По убеждению «нестяжателей», монастырская собственность отвлекала иноков от их главного призвания — служения Богу. «Очисти келью свою, и скудость вещей научит тебя воздержанию. Возлюби нищету, и нестяжание и смирение!» — взывал старец Нил. Он полагал (и не без оснований), что, владея имениями, монастыри делаются участниками всех неправд, соединенных с тогдашним вотчинным управлением. Старец горячо обличал любостяжание и накопительство, которому были подвержены многие обители, хозяйственную суетливость монахов, их угодливость перед сильными и богатыми, корыстолюбие, лихоимство и жестокое обращение со своими крестьянами. Его возмущали монахи, «кружащиеся ради стяжаний», по их вине жизнь монастырская, некогда «превожделенная», стала «мерзостной». «Проходу нет от этих лже-монахов в городах и весях; домовладельцы смущаются и негодуют, видя, как бесстыдно эти “прошаки” толкутся у их дверей».
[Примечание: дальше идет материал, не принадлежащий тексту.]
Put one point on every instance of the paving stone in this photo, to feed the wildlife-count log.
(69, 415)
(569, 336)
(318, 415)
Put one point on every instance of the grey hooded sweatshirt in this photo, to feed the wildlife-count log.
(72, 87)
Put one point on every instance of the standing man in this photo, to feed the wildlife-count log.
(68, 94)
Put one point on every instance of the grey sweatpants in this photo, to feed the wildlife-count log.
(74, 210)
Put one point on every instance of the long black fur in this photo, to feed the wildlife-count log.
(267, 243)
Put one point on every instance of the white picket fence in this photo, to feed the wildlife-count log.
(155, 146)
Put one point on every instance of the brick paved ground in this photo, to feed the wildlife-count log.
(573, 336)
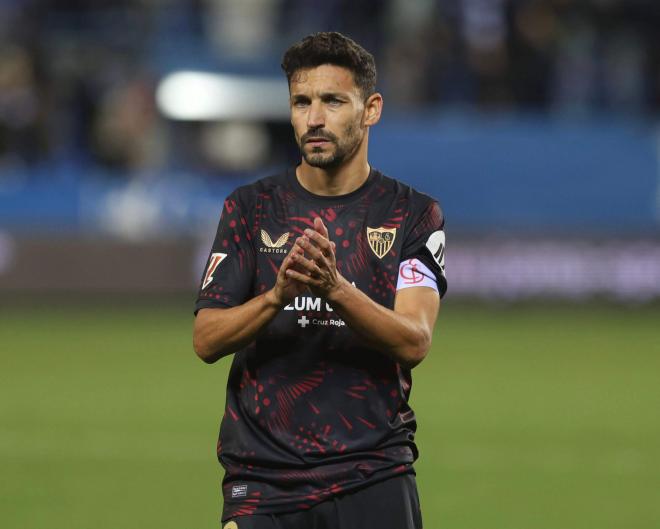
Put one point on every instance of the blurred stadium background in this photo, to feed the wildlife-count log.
(124, 124)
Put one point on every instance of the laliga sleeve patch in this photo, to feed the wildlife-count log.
(214, 261)
(414, 273)
(436, 245)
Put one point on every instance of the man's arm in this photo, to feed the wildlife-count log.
(220, 332)
(404, 333)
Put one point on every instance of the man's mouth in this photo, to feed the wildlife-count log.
(316, 141)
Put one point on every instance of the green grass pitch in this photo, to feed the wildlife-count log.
(530, 417)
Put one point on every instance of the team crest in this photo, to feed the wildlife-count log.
(381, 240)
(214, 261)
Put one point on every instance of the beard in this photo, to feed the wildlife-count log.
(340, 149)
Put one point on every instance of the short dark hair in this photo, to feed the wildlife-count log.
(331, 47)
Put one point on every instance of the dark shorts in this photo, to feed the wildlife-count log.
(390, 504)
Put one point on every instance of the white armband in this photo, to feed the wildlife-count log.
(414, 273)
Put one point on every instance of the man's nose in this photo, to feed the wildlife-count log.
(316, 116)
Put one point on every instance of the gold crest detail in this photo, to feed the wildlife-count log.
(381, 240)
(281, 241)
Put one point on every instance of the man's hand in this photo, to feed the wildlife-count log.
(315, 262)
(287, 287)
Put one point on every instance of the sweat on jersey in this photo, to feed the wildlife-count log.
(311, 410)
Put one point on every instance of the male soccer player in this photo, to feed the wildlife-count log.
(324, 282)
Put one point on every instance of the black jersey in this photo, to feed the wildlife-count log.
(311, 409)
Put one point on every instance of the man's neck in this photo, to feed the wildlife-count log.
(335, 181)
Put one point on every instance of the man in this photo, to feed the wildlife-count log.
(324, 282)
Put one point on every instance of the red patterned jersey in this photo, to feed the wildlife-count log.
(311, 409)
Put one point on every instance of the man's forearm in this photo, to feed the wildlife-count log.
(220, 332)
(404, 338)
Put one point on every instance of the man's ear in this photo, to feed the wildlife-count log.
(373, 107)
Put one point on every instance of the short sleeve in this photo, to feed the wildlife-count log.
(229, 272)
(426, 241)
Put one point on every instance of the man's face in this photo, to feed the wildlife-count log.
(327, 114)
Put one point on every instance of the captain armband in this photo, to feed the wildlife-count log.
(414, 273)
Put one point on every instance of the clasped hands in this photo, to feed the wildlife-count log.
(311, 264)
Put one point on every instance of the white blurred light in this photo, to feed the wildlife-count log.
(199, 96)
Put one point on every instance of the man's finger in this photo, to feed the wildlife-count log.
(319, 226)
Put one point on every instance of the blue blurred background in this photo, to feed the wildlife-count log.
(533, 121)
(123, 126)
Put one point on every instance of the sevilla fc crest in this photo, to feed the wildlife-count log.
(381, 240)
(214, 261)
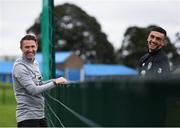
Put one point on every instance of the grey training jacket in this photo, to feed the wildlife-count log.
(27, 86)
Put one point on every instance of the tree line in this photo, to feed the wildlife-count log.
(76, 31)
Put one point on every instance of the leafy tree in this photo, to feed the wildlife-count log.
(77, 31)
(134, 46)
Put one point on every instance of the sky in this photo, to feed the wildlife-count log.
(114, 16)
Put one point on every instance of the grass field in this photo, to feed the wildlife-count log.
(7, 106)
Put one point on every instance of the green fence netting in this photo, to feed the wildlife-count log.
(115, 103)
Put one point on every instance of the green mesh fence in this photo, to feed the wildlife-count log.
(115, 103)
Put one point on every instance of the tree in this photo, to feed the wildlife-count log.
(76, 31)
(134, 46)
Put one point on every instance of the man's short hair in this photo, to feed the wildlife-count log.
(28, 37)
(159, 29)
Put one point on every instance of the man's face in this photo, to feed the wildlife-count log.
(155, 41)
(29, 49)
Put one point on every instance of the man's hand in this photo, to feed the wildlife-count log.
(60, 80)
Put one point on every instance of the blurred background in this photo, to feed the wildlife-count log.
(94, 39)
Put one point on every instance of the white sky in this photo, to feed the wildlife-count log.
(115, 16)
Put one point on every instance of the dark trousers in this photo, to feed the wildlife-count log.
(33, 123)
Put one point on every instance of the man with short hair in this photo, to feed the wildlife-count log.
(28, 86)
(155, 62)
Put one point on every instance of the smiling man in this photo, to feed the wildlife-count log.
(155, 62)
(28, 86)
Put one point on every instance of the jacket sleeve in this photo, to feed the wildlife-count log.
(29, 82)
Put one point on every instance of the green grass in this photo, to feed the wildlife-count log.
(7, 106)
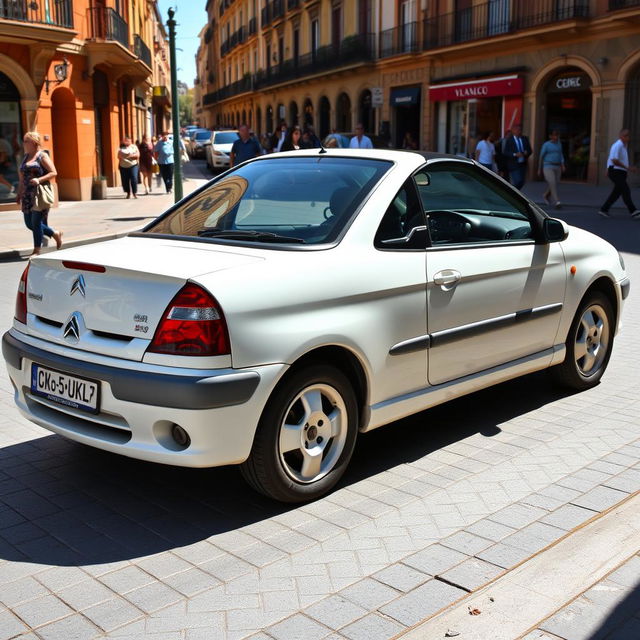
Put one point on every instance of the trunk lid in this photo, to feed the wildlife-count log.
(116, 312)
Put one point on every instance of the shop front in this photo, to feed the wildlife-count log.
(568, 111)
(10, 139)
(465, 111)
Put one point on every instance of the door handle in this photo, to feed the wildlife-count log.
(447, 278)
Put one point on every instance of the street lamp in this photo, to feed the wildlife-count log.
(175, 111)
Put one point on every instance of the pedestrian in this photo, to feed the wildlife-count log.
(245, 147)
(617, 168)
(146, 163)
(163, 152)
(128, 156)
(551, 166)
(485, 151)
(517, 150)
(293, 140)
(36, 168)
(360, 141)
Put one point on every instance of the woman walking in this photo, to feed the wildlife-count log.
(551, 165)
(128, 155)
(145, 151)
(36, 168)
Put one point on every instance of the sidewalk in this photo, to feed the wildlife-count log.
(88, 221)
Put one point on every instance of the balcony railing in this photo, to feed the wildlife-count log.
(354, 49)
(57, 13)
(402, 39)
(615, 5)
(107, 24)
(141, 50)
(498, 17)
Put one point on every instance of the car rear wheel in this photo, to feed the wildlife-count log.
(305, 437)
(588, 345)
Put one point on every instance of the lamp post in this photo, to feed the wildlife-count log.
(175, 110)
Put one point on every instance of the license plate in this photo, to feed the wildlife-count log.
(62, 388)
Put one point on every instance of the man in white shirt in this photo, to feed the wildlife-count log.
(617, 168)
(360, 141)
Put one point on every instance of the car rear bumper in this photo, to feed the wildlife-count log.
(139, 405)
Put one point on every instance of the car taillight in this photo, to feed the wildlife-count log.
(21, 298)
(192, 325)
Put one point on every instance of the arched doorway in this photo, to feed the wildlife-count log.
(10, 139)
(324, 117)
(568, 109)
(269, 123)
(343, 113)
(632, 114)
(308, 113)
(365, 111)
(293, 113)
(65, 144)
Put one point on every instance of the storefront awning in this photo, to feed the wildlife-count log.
(484, 88)
(405, 96)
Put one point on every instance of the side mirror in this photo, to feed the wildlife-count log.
(555, 230)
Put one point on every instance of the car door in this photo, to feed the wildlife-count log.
(494, 294)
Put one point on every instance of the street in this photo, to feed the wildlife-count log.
(97, 545)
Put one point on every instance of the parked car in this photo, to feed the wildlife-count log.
(219, 149)
(299, 299)
(342, 141)
(198, 141)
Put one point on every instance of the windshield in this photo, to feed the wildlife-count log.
(225, 137)
(301, 200)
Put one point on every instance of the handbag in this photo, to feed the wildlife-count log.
(44, 197)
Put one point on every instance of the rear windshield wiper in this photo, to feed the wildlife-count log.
(252, 235)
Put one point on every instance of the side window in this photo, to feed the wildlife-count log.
(464, 204)
(404, 213)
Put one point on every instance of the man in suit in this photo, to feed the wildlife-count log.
(516, 150)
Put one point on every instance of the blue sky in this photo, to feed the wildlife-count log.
(191, 17)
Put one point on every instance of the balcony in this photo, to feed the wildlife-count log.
(141, 50)
(400, 40)
(498, 17)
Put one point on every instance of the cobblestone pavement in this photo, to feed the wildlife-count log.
(433, 506)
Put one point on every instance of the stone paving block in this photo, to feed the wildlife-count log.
(491, 530)
(517, 515)
(422, 602)
(369, 593)
(472, 573)
(401, 577)
(466, 542)
(112, 613)
(298, 626)
(435, 559)
(152, 597)
(335, 612)
(42, 610)
(600, 498)
(503, 555)
(568, 517)
(372, 627)
(21, 590)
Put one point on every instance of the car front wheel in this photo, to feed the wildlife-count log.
(305, 437)
(588, 346)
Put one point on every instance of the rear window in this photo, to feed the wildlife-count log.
(295, 200)
(225, 137)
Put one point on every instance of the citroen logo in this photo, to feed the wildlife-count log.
(72, 329)
(78, 285)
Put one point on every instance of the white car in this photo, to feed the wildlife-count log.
(219, 149)
(302, 298)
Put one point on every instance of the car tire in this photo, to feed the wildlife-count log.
(305, 437)
(588, 345)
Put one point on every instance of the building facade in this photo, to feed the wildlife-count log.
(81, 74)
(443, 71)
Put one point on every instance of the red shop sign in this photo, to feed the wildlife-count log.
(487, 88)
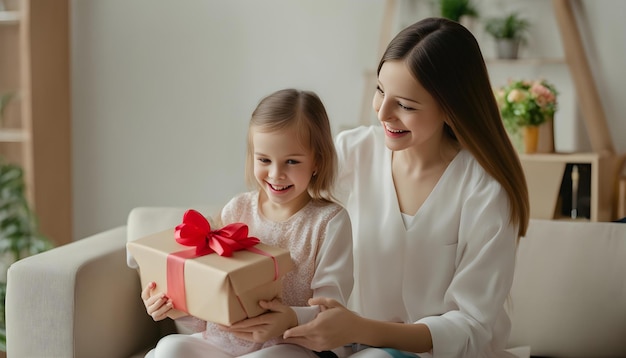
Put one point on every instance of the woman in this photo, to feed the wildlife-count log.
(437, 200)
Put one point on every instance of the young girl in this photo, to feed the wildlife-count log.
(292, 162)
(438, 200)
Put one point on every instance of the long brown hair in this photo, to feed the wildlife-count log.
(444, 57)
(303, 111)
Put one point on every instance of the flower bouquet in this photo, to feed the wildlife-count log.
(526, 105)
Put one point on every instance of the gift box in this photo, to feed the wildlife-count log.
(221, 279)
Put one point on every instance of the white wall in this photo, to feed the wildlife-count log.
(162, 90)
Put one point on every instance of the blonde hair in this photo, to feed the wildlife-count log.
(445, 58)
(304, 112)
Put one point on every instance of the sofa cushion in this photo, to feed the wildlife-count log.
(569, 292)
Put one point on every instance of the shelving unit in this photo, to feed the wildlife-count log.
(35, 133)
(550, 185)
(545, 172)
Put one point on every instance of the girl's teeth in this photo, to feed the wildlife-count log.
(394, 130)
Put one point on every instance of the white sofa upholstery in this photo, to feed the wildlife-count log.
(82, 300)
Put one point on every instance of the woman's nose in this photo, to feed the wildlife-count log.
(382, 108)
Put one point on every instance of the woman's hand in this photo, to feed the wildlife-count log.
(157, 304)
(333, 327)
(266, 326)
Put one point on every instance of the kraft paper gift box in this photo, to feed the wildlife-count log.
(217, 288)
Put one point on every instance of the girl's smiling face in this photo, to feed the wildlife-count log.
(283, 168)
(410, 115)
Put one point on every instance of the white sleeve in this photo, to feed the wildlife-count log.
(482, 280)
(333, 276)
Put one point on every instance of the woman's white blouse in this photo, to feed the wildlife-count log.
(450, 268)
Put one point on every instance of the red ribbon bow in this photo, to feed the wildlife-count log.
(195, 230)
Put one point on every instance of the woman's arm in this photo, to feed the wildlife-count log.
(337, 326)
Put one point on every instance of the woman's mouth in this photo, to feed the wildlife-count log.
(393, 131)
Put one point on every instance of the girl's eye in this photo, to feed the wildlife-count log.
(405, 107)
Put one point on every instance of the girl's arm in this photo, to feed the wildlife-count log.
(333, 277)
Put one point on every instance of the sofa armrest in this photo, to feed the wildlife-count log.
(77, 300)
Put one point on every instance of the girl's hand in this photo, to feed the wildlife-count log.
(333, 327)
(266, 326)
(157, 304)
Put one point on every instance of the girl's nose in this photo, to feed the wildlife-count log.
(275, 172)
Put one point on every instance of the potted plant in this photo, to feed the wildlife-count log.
(462, 11)
(19, 235)
(525, 106)
(508, 31)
Но и у Иосифа Волоцкого тоже была своя правда. В защищаемой им монастырской общине все принадлежало обители и ничего — лично монахам. Процветающие обители являли собой образцы трудолюбия, умного хозяйствования, а в военную годину выступали оборонительными форпостами. Земельные владения монастырей давали им возможность не только помогать нуждающимся, но и служить умственными светильниками, готовить для народа духовных пастырей. И еще они несли людям облагораживающую красоту, которой им так не хватало в повседневности. Согласись церковь с Нилом Сорским, и мир лишился бы Соловков и Новодевичьего, Александро-Невской лавры и новгородского Юрьева, Кижей, Валаама и еще великого множества изумительно слитых с природой архитектурных ансамблей, в создание которых русский народ вложил столько труда и души.
Если идеал Нила Сорского — духовное и нравственное самоочищение через молитву и отрешение от всего мирского, то идеал Иосифа Волоцкого — служение людям. Принимая мир во всем его несовершенстве, Волоцкий видел в монашеской жизни не только устремление к своему личному Богу, но и помощь людям, которые в ней нуждаются, делание справедливости и милосердия. Иосифлянские обители служили и странноприимными домами, и столовыми для сирот и убогих, и больницами для страждущих. Отсюда начинались традиции прославленной русской благотворительности.
Этот спор двух великих подвижников русской церкви, вероятно, не разрешится никогда, ибо в нем отразились две стороны человеческой личности. Неслучайно Русская православная церковь канонизировала и Нила и Иосифа. Если заволжские старцы разрабатывали «умную молитву», то иосифляне развивали «умное делание ради ближних своя». И в этом внешнем противоречии есть некое внутреннее единство, благодаря которому Русская православная церковь освоила новые глубины веры и монашеского подвига.